Posted by arbrealettres sur 12 février 2017




MÉTAMORPHOSE

De branche en branche se tortille la chenille
Dévorant toutes les feuilles sur son passage.
Elle rampe ainsi jusqu’au bout d’une brindille
Où des fleurs coquines dégrafent leur corsage.

Soudain, devant elle, une ombre se profile.
Frémissante et curieuse, elle relève la tête
Et voit, illuminé par le soleil, gracile,
Un être, aux ailes chatoyantes, qui volette.

Eblouie, elle fixe cette apparition
Et soupire. Oh ! Comme je t’envie bel ange.
J’ aimerais tant voler, quitter ma reptation.
On t’admire ; on me chasse car je dérange.

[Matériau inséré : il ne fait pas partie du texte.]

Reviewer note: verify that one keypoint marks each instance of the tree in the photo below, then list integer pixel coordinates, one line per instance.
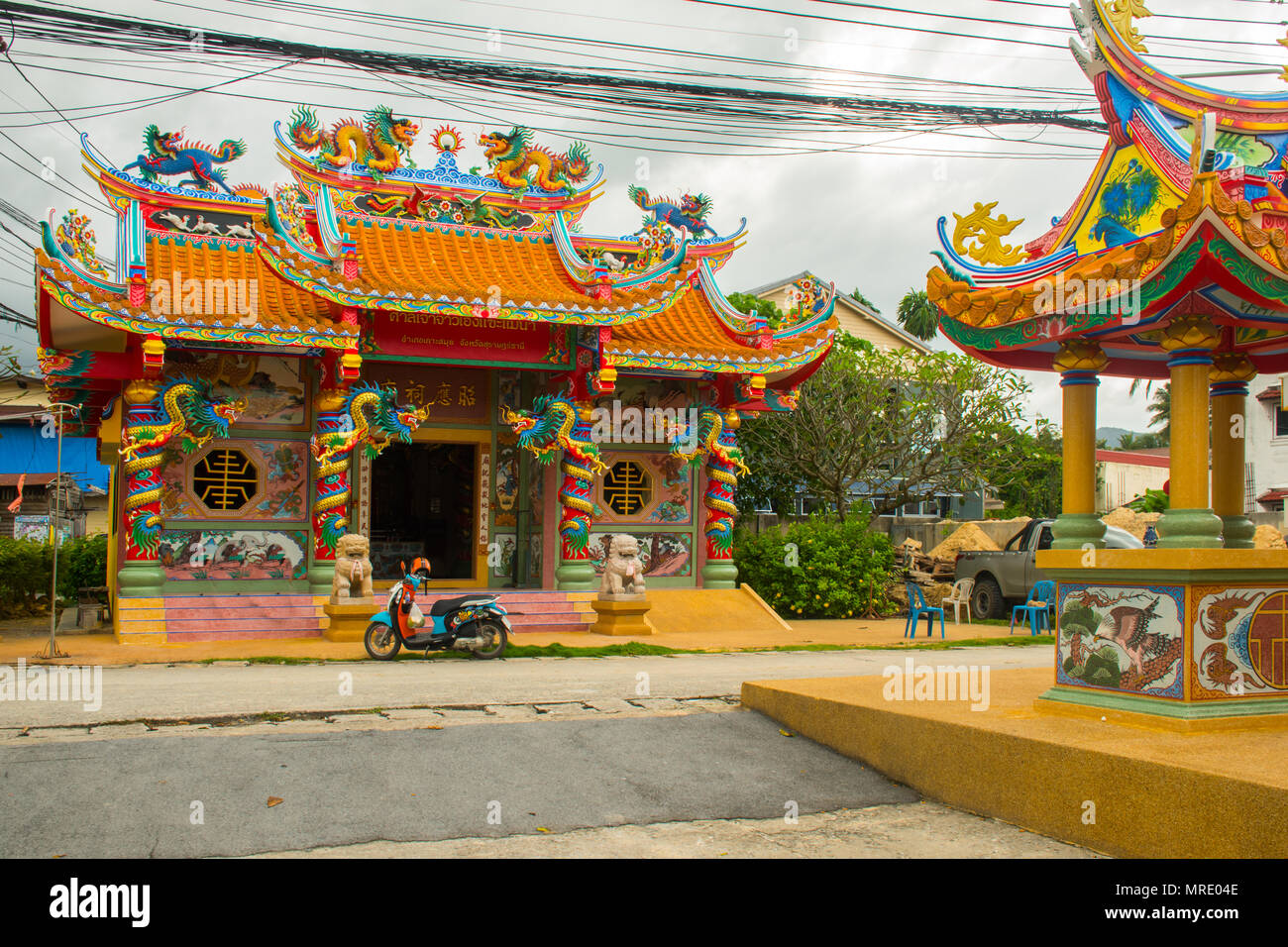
(896, 425)
(1026, 472)
(917, 315)
(1160, 412)
(863, 299)
(745, 302)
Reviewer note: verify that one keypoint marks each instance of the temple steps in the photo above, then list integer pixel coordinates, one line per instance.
(537, 609)
(222, 617)
(236, 617)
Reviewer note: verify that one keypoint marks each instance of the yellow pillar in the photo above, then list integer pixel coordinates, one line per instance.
(1078, 363)
(1229, 392)
(1189, 521)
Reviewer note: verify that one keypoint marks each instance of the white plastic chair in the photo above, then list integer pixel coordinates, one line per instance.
(958, 596)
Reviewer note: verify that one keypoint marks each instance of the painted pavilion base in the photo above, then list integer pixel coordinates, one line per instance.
(621, 615)
(348, 618)
(1188, 634)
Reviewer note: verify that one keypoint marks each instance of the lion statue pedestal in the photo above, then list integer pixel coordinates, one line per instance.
(622, 604)
(352, 596)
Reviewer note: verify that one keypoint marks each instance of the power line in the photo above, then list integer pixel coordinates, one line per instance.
(42, 24)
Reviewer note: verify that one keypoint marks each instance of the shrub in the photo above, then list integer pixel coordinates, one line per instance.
(838, 566)
(26, 571)
(81, 564)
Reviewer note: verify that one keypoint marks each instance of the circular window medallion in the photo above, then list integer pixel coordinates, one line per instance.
(224, 479)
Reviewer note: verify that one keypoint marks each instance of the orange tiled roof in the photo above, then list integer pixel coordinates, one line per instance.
(464, 264)
(692, 331)
(992, 307)
(279, 307)
(279, 304)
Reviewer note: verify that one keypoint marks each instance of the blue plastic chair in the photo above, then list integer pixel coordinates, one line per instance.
(915, 608)
(1035, 615)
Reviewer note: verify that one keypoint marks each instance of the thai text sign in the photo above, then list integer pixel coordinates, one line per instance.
(468, 339)
(451, 394)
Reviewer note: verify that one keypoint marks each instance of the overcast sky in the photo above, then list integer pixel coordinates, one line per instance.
(857, 208)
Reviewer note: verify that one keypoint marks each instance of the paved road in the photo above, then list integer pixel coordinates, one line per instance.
(487, 785)
(574, 761)
(159, 692)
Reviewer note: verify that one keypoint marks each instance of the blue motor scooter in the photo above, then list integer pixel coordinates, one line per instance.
(475, 624)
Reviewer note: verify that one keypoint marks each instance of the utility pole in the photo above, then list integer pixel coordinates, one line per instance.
(59, 411)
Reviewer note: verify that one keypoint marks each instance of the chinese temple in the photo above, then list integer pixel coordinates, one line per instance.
(404, 352)
(1170, 264)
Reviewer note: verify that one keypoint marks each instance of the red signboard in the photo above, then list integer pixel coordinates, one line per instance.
(452, 394)
(468, 339)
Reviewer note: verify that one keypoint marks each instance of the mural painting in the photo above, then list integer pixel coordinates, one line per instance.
(270, 385)
(662, 553)
(1124, 638)
(233, 554)
(1239, 644)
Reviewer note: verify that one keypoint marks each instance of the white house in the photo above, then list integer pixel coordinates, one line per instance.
(855, 318)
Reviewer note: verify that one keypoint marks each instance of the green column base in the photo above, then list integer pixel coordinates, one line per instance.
(1189, 530)
(320, 578)
(719, 574)
(576, 575)
(141, 579)
(1077, 530)
(1164, 706)
(1237, 531)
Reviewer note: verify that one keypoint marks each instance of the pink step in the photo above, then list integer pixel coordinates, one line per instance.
(562, 628)
(172, 638)
(237, 600)
(243, 625)
(218, 613)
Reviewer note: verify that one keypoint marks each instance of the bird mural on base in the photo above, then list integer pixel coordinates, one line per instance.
(1127, 626)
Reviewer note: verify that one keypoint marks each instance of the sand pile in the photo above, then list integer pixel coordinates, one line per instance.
(1124, 518)
(1269, 538)
(967, 536)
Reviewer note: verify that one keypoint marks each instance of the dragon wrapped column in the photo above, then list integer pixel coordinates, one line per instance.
(153, 419)
(713, 437)
(343, 424)
(142, 474)
(557, 423)
(331, 457)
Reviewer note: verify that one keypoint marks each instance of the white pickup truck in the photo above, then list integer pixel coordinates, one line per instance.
(1005, 579)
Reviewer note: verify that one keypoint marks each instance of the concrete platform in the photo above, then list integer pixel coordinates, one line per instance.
(1122, 787)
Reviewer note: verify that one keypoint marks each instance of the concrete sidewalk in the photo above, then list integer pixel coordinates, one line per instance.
(104, 650)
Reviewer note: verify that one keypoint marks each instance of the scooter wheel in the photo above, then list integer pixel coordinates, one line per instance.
(381, 642)
(498, 641)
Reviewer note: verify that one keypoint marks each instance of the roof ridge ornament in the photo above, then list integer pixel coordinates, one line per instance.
(1121, 13)
(987, 234)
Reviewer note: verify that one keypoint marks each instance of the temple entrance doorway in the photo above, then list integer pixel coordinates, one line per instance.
(423, 502)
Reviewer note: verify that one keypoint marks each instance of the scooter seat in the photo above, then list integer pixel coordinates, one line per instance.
(450, 604)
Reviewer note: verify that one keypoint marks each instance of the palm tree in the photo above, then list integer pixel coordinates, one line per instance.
(1160, 411)
(917, 315)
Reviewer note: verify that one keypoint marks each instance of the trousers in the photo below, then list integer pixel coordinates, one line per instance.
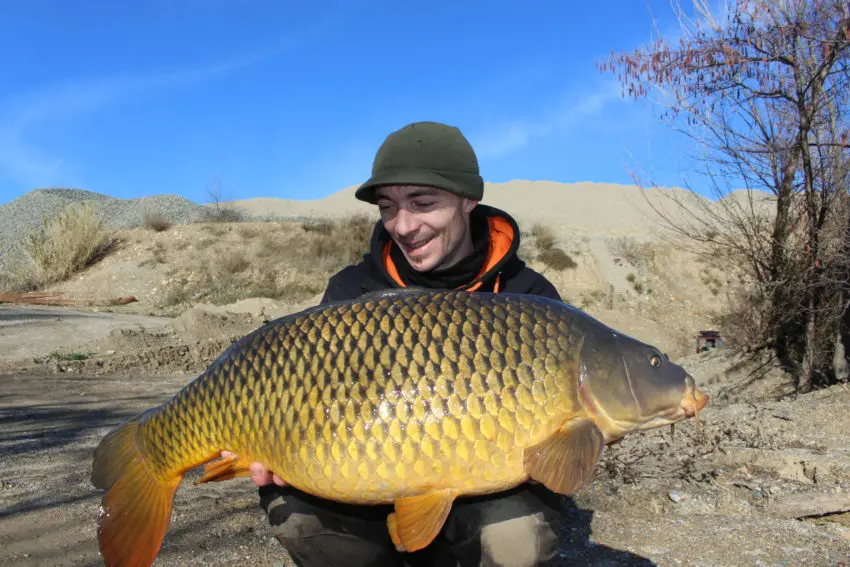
(508, 529)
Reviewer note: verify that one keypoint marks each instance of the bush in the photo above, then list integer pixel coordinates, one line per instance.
(72, 240)
(156, 222)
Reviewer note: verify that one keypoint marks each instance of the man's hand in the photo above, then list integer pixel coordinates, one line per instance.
(259, 474)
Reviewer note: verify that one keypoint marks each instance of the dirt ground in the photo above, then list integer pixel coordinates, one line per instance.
(765, 482)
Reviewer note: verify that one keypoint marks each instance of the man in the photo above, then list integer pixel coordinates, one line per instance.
(433, 233)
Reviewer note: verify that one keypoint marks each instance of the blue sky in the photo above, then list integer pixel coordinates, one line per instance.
(291, 99)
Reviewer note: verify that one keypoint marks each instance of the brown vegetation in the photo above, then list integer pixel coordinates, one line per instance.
(156, 222)
(285, 260)
(764, 95)
(547, 252)
(71, 240)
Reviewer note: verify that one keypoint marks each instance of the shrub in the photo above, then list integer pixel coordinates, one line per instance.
(156, 222)
(556, 259)
(72, 240)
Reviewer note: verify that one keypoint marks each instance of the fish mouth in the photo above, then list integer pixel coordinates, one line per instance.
(693, 400)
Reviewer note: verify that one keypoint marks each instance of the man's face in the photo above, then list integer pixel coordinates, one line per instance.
(430, 225)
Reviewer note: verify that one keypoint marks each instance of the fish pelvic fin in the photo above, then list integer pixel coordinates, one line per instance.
(418, 519)
(135, 510)
(225, 469)
(564, 462)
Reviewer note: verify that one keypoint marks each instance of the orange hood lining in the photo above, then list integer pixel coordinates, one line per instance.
(501, 239)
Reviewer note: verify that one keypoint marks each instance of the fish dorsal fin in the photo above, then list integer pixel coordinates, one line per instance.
(418, 519)
(396, 292)
(225, 469)
(565, 461)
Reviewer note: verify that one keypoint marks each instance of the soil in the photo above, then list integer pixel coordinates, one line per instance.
(729, 495)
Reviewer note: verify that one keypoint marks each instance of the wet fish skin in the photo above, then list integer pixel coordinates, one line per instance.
(412, 398)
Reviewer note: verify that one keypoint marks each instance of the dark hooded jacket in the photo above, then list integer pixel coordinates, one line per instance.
(495, 233)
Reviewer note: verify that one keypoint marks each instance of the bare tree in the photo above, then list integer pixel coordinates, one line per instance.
(763, 93)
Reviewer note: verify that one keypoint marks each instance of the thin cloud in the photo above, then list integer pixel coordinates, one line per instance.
(514, 135)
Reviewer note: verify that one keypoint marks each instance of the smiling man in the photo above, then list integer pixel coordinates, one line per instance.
(433, 233)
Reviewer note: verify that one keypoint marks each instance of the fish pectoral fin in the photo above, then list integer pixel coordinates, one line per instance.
(564, 462)
(418, 519)
(225, 469)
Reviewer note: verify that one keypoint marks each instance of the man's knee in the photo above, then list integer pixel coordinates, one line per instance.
(521, 541)
(511, 529)
(314, 534)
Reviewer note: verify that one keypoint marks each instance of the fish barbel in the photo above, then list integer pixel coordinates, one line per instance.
(408, 397)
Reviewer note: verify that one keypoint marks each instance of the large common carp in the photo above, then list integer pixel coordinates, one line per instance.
(407, 397)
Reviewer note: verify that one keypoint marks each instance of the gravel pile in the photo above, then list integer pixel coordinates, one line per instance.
(26, 213)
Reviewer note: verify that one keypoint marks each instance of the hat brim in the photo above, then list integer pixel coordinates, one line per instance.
(366, 192)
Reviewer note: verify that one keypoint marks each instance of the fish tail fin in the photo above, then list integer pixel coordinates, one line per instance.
(136, 509)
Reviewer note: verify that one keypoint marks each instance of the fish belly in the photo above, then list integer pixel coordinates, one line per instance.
(370, 400)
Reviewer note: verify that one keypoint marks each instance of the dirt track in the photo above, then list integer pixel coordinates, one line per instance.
(708, 500)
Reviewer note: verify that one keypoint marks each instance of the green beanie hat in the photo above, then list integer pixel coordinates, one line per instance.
(425, 153)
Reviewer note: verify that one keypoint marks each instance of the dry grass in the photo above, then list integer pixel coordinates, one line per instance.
(156, 222)
(548, 253)
(70, 241)
(285, 260)
(637, 254)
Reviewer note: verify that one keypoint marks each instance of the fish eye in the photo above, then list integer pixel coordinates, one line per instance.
(655, 359)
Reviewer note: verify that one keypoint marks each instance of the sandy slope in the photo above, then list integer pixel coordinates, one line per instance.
(581, 207)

Ne désespère pas ma bien-aimée soeur.
Un beau jour toi aussi tu obtiendras des ailes
Pour butiner les corolles, ivre de bonheur.
Aie confiance, la métamorphose est réelle.

Sceptique, mais une lueur d’espoir au coeur,
La chenille poursuit lentement son chemin.
Bientôt elle ressent une profonde langueur.
Une force l’immobilise un beau matin.

La belle, dans son cocon blanc, s’est endormie.
C’est une mystérieuse transmutation
Qu’entame en grand secret l’Energie de la Vie.
Aux rayons du soleil est né le papillon.

(Chantal Boqueho)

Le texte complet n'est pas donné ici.